I would also like to suggest that all political ads be removed from the air two or three days before an election.  Most people have made up their minds by this time, and the few that haven’t aren’t going to be swayed by political advertising.  Maybe a non-partisan “please, vote” on voting day would be fine — but the plethora of political ads now is deafening and irresponsible.

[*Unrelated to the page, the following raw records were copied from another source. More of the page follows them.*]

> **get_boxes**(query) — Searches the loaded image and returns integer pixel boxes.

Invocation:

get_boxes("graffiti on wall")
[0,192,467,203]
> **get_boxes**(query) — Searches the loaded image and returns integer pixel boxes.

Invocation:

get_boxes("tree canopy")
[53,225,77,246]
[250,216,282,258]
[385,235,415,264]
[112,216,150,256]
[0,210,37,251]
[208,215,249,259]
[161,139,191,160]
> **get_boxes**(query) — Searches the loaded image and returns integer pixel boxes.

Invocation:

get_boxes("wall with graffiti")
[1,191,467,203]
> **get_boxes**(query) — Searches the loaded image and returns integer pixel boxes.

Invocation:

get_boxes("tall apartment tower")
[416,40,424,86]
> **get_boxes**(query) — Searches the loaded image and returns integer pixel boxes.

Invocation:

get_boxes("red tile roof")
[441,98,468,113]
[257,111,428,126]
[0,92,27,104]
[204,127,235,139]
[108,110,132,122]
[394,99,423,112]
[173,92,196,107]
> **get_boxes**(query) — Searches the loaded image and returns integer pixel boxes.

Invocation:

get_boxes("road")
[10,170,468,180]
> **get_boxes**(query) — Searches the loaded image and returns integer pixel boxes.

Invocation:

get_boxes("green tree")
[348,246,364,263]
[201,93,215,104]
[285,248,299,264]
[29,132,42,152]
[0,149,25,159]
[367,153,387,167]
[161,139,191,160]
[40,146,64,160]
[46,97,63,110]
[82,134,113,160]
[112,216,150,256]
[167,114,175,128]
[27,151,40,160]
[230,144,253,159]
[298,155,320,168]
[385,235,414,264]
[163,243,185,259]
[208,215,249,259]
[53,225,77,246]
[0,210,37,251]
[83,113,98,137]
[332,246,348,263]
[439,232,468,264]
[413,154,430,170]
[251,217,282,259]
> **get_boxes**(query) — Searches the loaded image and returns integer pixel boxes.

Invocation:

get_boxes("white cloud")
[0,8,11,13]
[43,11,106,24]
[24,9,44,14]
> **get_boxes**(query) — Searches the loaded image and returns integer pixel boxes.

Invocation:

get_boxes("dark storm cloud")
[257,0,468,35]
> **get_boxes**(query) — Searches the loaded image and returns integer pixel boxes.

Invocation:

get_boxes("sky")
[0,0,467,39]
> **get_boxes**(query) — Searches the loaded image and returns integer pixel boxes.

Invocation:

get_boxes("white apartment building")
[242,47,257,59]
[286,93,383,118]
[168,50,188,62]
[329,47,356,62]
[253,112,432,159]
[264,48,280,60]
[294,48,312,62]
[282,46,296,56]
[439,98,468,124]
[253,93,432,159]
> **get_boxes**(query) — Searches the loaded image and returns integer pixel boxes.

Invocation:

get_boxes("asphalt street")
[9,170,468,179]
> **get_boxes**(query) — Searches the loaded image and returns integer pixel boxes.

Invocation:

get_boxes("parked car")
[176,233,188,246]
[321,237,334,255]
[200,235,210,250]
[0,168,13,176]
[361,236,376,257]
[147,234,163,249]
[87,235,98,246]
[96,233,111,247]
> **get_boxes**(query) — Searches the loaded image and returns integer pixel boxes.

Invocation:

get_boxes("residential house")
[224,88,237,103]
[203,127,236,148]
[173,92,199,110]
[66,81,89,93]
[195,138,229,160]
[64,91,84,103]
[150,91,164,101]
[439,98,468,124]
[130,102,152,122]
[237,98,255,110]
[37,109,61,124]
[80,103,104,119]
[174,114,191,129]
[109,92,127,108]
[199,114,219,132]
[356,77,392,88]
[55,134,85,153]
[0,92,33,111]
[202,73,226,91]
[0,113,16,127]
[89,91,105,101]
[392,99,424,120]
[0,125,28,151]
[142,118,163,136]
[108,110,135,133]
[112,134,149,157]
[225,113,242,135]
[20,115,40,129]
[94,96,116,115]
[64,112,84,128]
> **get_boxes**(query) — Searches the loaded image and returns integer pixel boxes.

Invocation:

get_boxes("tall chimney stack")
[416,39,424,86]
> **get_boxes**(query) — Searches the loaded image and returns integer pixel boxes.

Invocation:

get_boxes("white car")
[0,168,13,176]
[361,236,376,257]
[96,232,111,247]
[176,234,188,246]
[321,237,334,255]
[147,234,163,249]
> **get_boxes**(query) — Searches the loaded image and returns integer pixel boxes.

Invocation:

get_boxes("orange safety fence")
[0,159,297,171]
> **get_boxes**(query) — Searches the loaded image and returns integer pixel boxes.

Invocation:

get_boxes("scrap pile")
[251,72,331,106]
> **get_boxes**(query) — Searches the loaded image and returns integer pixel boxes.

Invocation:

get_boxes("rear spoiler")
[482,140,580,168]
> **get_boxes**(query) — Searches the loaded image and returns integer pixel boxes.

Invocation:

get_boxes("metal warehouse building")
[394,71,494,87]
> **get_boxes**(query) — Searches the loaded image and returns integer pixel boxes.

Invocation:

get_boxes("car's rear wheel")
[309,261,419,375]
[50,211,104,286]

In my home state, Wisconsin, I am subjected to ads over and over again, to the point where I can quote them.  I’ve heard from Russ Feingold, incumbent Democrat, and I’ve heard from Ron Johnson, a very wealthy man who’s running for the Senate as a Republican.  (This year, being very wealthy seems to equal being an incumbent; both are despised by the vast majority of voters.  Don’t start on how irrational this is, because I am well aware.)  I’ve heard from Tom Barrett, Democratic candidate for Governor (and current, sitting mayor of Milwaukee, the biggest city in Wisconsin), and I’ve heard from Scott Walker, the Republican candidate for Governor (and current, sitting county executive for Milwaukee County, the biggest county in Wisconsin).  And I’ve heard all sorts of ads for just about any campaign imaginable in Southeastern Wisconsin.

All I can say is this: stop, please.  There is no need for this.  Voters are fed up, and all these ads do is make voters more and more upset that we haven’t a way to fast-forward to Voting Day (this year on November 2nd) and vote already in order to shut the various candidates’ voices up yesterday, by preference.

Finally, I think Jon Stewart’s “Rally for Sanity,” which was held this past Saturday, was on to something.  As Stewart said, we all work together every day — it’s only in the hallowed halls of government that everything breaks down.  If we are going underneath a tunnel, or are trying to merge into traffic, whether a person has a NRA sticker or an Obama sticker on the car is irrelevant — we’re going to let that person in, and most of the time won’t hit them with our car in the process.

Here’s a link to the full text of that speech:

http://www.examiner.com/celebrity-in-national/rally-to-restore-sanity-jon-stewart-s-closing-speech-full-text

And a relevant quote:

If we amplify everything we hear nothing.  There are terrorists and racists and Stalinists and theocrats but those are titles that must be earned.  You must have the resume.  Not being able to distinguish between real racists and Tea Partiers or real bigots and Juan Williams and Rick Sanchez is an insult, not only to those people but to the racists themselves who have put in the exhausting effort it takes to hate–just as the inability to distinguish terrorists from Muslims makes us less safe not more.  The press is our immune system.  If we overreact to everything we actually get sicker–and perhaps eczema. 

And yet, with that being said, I feel good—strangely, calmly good.  Because the image of Americans that is reflected back to us by our political and media process is false.  It is us through a fun house mirror, and not the good kind that makes you look slim in the waist and maybe taller, but the kind where you have a giant forehead and an ass shaped like a month old pumpkin and one eyeball.

Mr. Stewart is right on the money in his critique of the overreaction of the mainstream media.  When everything is a crisis, how can anything be evaluated except as a crisis?  Then whatever you say, whatever you do, is “amped up” to the point that it’s blown so far out of proportion that it can barely be recognized.

I don’t know what the answers are to the 24/7 cable news networks in this country.  I don’t know what the answers are to why our own federal government works so improperly, and with so much more “heat” than “light.”

I do know that we need people in Congress to work together.  Find a consensus.  And go from there.

Our country deserves better from our politicians, and it’s time to stand up and demand they take notice.  That’s what the “Rally for Sanity” was saying, and they were right; it’s what many of the Tea Partiers have been saying, and they, too, are right.

We, the people, are better than our representatives.  And the imbalance is palpable.

This must be fixed.  Which is why I say again, for the third (and last) time, please, please vote.